Optional pre-flight classification runs a single, cheap, fast model to check whether an entity actually matches your schema before any expensive multi-model enrichment begins. A mismatch — like a moon sent to a “Planet” schema — is caught for a fraction of a cent instead of burning a full enrichment across several premium models.

It is non-blocking (if the check fails, enrichment proceeds anyway) and cancellable, so you never start paying for models you decided to skip.

Fewer Wasted Retries

A failed validation round is a full-price LLM call with nothing to show for it. Two mechanisms keep retries rare and productive.

Output normalization

Common LLM output quirks — index-keyed objects that should be arrays, the string 'null', stray escaped quotes — are corrected before validation runs.

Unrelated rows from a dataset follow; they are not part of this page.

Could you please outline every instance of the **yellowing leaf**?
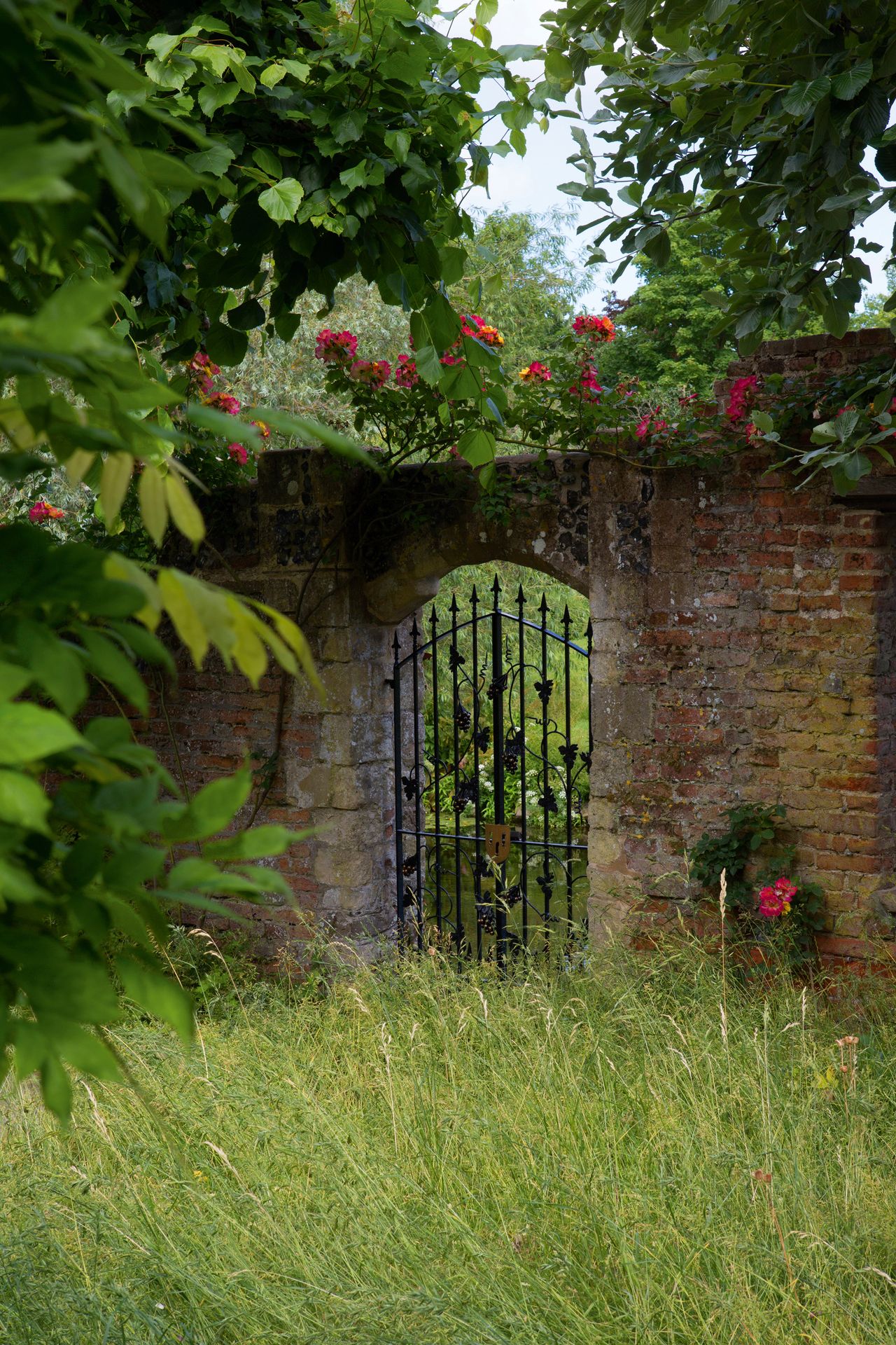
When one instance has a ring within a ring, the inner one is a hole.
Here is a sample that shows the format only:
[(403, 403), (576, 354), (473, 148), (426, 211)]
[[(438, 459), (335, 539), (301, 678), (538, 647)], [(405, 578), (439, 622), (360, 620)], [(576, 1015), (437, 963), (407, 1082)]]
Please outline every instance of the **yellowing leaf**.
[(152, 463), (145, 464), (140, 477), (140, 516), (156, 546), (161, 546), (168, 527), (168, 500), (165, 479)]
[(208, 654), (208, 635), (199, 613), (184, 592), (177, 572), (160, 570), (159, 589), (165, 604), (165, 611), (175, 623), (177, 635), (189, 650), (196, 667), (200, 668), (203, 659)]
[[(236, 632), (230, 612), (230, 594), (224, 589), (218, 588), (216, 584), (206, 584), (203, 580), (196, 580), (192, 574), (184, 574), (181, 570), (173, 570), (172, 573), (177, 576), (180, 586), (201, 620), (206, 635), (230, 667), (230, 656), (236, 643)], [(239, 603), (239, 599), (234, 601)]]
[(106, 523), (114, 523), (121, 514), (121, 506), (125, 502), (133, 469), (134, 460), (129, 453), (110, 453), (102, 464), (99, 503), (102, 504)]
[(279, 635), (281, 640), (283, 640), (283, 643), (287, 644), (289, 648), (293, 651), (293, 654), (300, 662), (302, 672), (312, 683), (312, 686), (316, 687), (318, 695), (322, 697), (324, 683), (317, 675), (317, 668), (314, 667), (314, 659), (312, 658), (310, 647), (308, 644), (308, 640), (300, 631), (300, 628), (296, 625), (294, 621), (290, 621), (287, 616), (283, 616), (283, 613), (278, 612), (275, 608), (267, 607), (265, 603), (257, 603), (255, 605), (258, 607), (259, 612), (263, 612), (265, 616), (270, 617), (270, 620), (274, 623), (274, 628)]
[(267, 652), (258, 638), (255, 623), (262, 625), (257, 616), (249, 612), (242, 603), (228, 603), (234, 621), (236, 640), (234, 643), (234, 660), (240, 672), (244, 672), (253, 686), (258, 686), (261, 677), (267, 667)]
[(196, 508), (196, 502), (176, 472), (169, 472), (165, 477), (165, 496), (168, 508), (175, 521), (175, 527), (184, 534), (189, 542), (201, 542), (206, 535), (203, 516)]

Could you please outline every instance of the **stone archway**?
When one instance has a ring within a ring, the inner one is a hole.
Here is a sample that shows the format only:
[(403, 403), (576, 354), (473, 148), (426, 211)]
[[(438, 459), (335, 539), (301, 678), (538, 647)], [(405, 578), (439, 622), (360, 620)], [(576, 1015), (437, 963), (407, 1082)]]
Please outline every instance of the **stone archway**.
[(361, 518), (371, 616), (396, 625), (435, 596), (445, 574), (490, 561), (513, 561), (588, 593), (588, 455), (520, 455), (501, 460), (497, 476), (494, 503), (469, 471), (398, 473), (376, 514)]
[[(884, 332), (770, 343), (735, 371), (807, 381), (807, 364), (848, 370), (884, 346)], [(853, 506), (823, 480), (794, 494), (767, 465), (759, 453), (712, 473), (519, 457), (484, 502), (462, 465), (410, 465), (373, 499), (369, 476), (324, 453), (267, 455), (257, 488), (212, 502), (218, 554), (203, 562), (290, 615), (302, 594), (328, 701), (188, 670), (168, 710), (189, 779), (246, 752), (271, 761), (258, 820), (320, 829), (285, 861), (296, 896), (368, 946), (394, 919), (394, 623), (457, 565), (516, 561), (588, 594), (592, 927), (618, 927), (635, 897), (668, 917), (688, 894), (684, 849), (739, 800), (782, 800), (801, 872), (827, 892), (823, 947), (857, 951), (870, 893), (896, 863), (889, 496), (865, 488)], [(156, 722), (146, 736), (167, 752)], [(263, 921), (270, 939), (301, 925), (285, 911)]]

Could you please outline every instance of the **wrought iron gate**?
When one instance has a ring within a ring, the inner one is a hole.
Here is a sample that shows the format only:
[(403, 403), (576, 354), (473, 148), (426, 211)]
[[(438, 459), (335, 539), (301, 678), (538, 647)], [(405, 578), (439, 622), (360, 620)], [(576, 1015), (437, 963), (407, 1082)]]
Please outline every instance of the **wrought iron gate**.
[(458, 954), (498, 962), (566, 946), (587, 919), (591, 623), (576, 644), (568, 607), (557, 633), (544, 594), (539, 620), (521, 586), (514, 605), (497, 576), (469, 615), (454, 594), (439, 625), (434, 605), (404, 648), (395, 633), (390, 679), (399, 935), (423, 947), (435, 925)]

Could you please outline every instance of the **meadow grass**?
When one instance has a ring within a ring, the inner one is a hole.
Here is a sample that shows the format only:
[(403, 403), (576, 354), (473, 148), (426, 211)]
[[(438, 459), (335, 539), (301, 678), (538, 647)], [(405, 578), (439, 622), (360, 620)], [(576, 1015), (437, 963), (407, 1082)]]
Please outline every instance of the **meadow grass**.
[(126, 1024), (67, 1135), (0, 1093), (0, 1341), (891, 1342), (885, 995), (424, 955)]

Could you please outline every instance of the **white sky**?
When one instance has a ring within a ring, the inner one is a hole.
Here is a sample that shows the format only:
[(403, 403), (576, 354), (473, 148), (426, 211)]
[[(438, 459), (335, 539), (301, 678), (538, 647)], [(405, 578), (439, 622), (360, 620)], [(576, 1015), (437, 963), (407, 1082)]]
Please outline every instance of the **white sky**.
[[(492, 40), (496, 46), (540, 43), (545, 30), (541, 27), (539, 16), (544, 13), (547, 7), (548, 0), (501, 0), (497, 16), (490, 24)], [(458, 26), (469, 22), (467, 13), (469, 11), (458, 15)], [(529, 65), (520, 69), (525, 70), (527, 74), (532, 74), (536, 67)], [(583, 89), (583, 101), (587, 109), (596, 108), (598, 105), (594, 94), (588, 97), (588, 90), (594, 89), (596, 83), (598, 71), (592, 70)], [(579, 172), (567, 163), (568, 156), (578, 152), (570, 129), (574, 125), (576, 122), (560, 118), (551, 121), (545, 133), (537, 128), (531, 128), (527, 134), (525, 156), (509, 155), (506, 159), (494, 159), (489, 169), (489, 195), (486, 196), (482, 188), (476, 188), (466, 198), (466, 204), (485, 210), (496, 210), (498, 206), (505, 206), (508, 210), (533, 210), (536, 213), (560, 207), (562, 210), (575, 210), (578, 222), (580, 223), (595, 218), (599, 213), (598, 208), (588, 204), (583, 206), (575, 196), (567, 196), (557, 190), (562, 182), (580, 180)], [(584, 129), (591, 133), (595, 128), (586, 126)], [(599, 141), (596, 145), (599, 145)], [(884, 247), (880, 253), (860, 254), (870, 268), (873, 276), (872, 291), (887, 288), (884, 261), (889, 256), (893, 223), (895, 218), (889, 210), (879, 210), (861, 230), (866, 238), (883, 243)], [(571, 252), (575, 254), (579, 250), (584, 250), (587, 241), (598, 233), (599, 230), (595, 229), (576, 235), (574, 222), (570, 229)], [(619, 254), (613, 252), (611, 247), (613, 245), (609, 246), (607, 254), (618, 261)], [(592, 276), (592, 285), (586, 303), (591, 300), (599, 303), (610, 288), (610, 278), (614, 269), (615, 264), (613, 260), (607, 265), (588, 268), (588, 273)], [(613, 288), (618, 295), (626, 297), (637, 288), (637, 284), (638, 278), (634, 266), (629, 266)]]

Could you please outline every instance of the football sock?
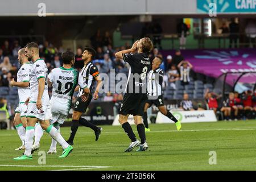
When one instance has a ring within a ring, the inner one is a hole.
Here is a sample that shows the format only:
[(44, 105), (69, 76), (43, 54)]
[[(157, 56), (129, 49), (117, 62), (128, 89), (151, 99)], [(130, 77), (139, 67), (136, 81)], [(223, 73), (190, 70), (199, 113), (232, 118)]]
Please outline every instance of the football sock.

Many would-be validation failures are fixed silently, so they never trigger a paid retry at all.

Targeted self-correction

When a retry is genuinely needed, the exact validation error is fed back to the model so it can fix that specific problem.

Clear, specific feedback raises the odds the next attempt succeeds, instead of burning attempts on vague guidance.

Right Strategy, Controlled Concurrency

Pick the strategy that fits the schema

Single-pass is cheapest for small schemas; multi-expertise is built for large ones, where caching plus per-expertise scoping more than pay for the extra calls. See Strategies for when to use each.

Rate limiting avoids costly thrashing

A per-provider concurrency limit keeps jobs from hammering a provider into rate-limit errors, which would otherwise trigger backoff and retries — wasted tokens and wall-clock time. Throttled, steady concurrency is cheaper than fighting 429s.

Full Cost Visibility

Every enrichment records its real token counts — including cached reads — and the resulting cost. The Cost Dashboard turns that into time-series charts and per-model breakdowns, so you can see exactly where spend goes and confirm that caching and scoping are doing their job. Pricing you see is the price you are billed; raw provider costs and any platform markup are kept transparent.